Jones' story echoes the tactics that inspired Chic's song, Le Freak which found its origins in a similar incident wherein the disco band was denied entry into Studio 54 despite an invite from Grace Jones. According to guitarist Nile Rogers and bassist Bernard Edwards, Chic promptly returned to their hotel on New Years of 1977 and wrote the song, only with its original lyrics substituting "freak out" with "fuck off." The story has become musical lore and a neat piece of trivia, but it speaks to a darker piece of Americana, one steeped in what's being referred to as covert racism, and Jones' own experience at Woody's is evidence that it is alive and well in Philadelphia.
Covert or overt, racism is racism. But the importance of distinguishing the two is that the former allows the offender to sidestep responsibility by blaming things like dress codes. The black hole of social media in Tweets and comments only enables the offense by further excusing it by crying "who wears sweatpants to a bar?"
Woody's is no exception when it comes to exclusionary and discriminatory entrance or ejection calls. Last year I saw a man booted from the club for being painted silver, on Halloween of all nights. The bouncer said there were concerns of the bar tops being marred in paint, but a few minutes before he was asked to leave he had kissed his girlfriend. It's rather ironic that Woody's, a gay bar that's become synonymous with straight bridal parties and frat house scavenger hunts, would ask a straight couple to leave because of a very brief moment of PDA, but that makes the venue's rules all the more frustrating. It also gives themselves a bit of slack when taking cash from hoards of straight women by allowing them to say, "remember when we threw out that straight guy?"
Nevertheless, there is a very real reason that gay bars typically don't enforce dress codes, and that's because their existence, the need for their existence, is already exclusionary in nature: they aren't for everyone. Gay bars are an alternative entertainment option for a still-marginalized segment of the population, the LGBT community. And to look at a typical Saturday night crowd at Woody's, it's very apparent that its owners, the Weiss brothers, have forgotten that.
Attend Woody's as a gay man and you'll feel a bit like an animal in a zoo. Straight couples point and whisper while gaggles of women, usually white, hunt for their next accessory, a GBFF. These people are not our allies, if they were they'd be marching with us. To them, we're a handbag to tote with them to Green Eggs Cafe the next morning. By Monday and a Facebook friend request we're thrown in the jewelry box next to a dozen earrings they'll never wear again.
On one hand, it might be a blessing that Woody's has become the gay bar du jour for straight people who still think going to a gay bar is some kind of urban safari. If it weren't for Woody's, bridal showers might be pushing their way into U-Bar and Tabu. But the mere mentality that gay bars are on the bachelorette to-do-list speaks to the larger point that this demographic is encroaching on and usurping the few places we have to be ourselves. Before same sex marriage was legalized last summer, these events were especially insulting, and since we've had marriage equality adding a gay bar to the bridal crawl has exploded. Why? Because this demographic can't stand it when something isn't about them.
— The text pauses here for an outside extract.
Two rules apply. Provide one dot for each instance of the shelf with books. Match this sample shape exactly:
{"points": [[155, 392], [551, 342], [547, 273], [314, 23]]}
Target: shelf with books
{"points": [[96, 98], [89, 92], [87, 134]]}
Beyond the doors of Woody's, this mentality has infected Philadelphia's Gayborhood like a swarm of locusts. Despite countless neighborhood and nightclub venues throughout the city, they've charged into the Gayborhood and rebranded it the callously named Midtown Village. How is that okay? People pitch a fit if you refer to the Italian Market by its historic namesake, the 9th Street Market, and we'd never consider rebranding Chinatown as Market East Village. Yet with dozens of street signs and rainbow crosswalks at 13th and Locust, it's somehow okay for realtors, and even the city, to rename one of the oldest gay enclaves in the country and the first city to utter the word "Gayborhood."
We should be more pissed off than we are.
That's not okay. I understand Woody's is a business, and they're in the business of making money. I understand that Philadelphia's Gayborhood sits on vast acreage of developable real estate. But straight people have literally every other neighborhood in the city and hundreds of nightlife venues, and members of the LGBT community still come to cities like Philadelphia to seek community and even safety. With LGBT youths, especially of color, making up a huge chunk of the nation's homeless, Woody's catering to a largely white heterosexual community isn't just an annoyance, it's irresponsible to the community they still claim to represent.
It's time to hammer the last nail into the coffin. Regardless of the rainbows lining its facade at the gates of the Gayborhood, Woody's is not a gay bar. It is just another venue taking advantage of the neighborhood's address while giving little to nothing back to the community that built its name. If you're a straight woman and want to add a gay bar to your wedding day hangover, by all means, make it Woody's. I won't be there, and neither will my black, brown, or beige friends. And until Woody's acknowledges what it is, just another Green Eggs Cafe chock full of white women, I'll gladly hashtag #BoycottWoodys. Just stay away from U-Bar. We need somewhere to cruise without some Bath & Body Works scented debutante telling us what a waste we are before 9am on Monday.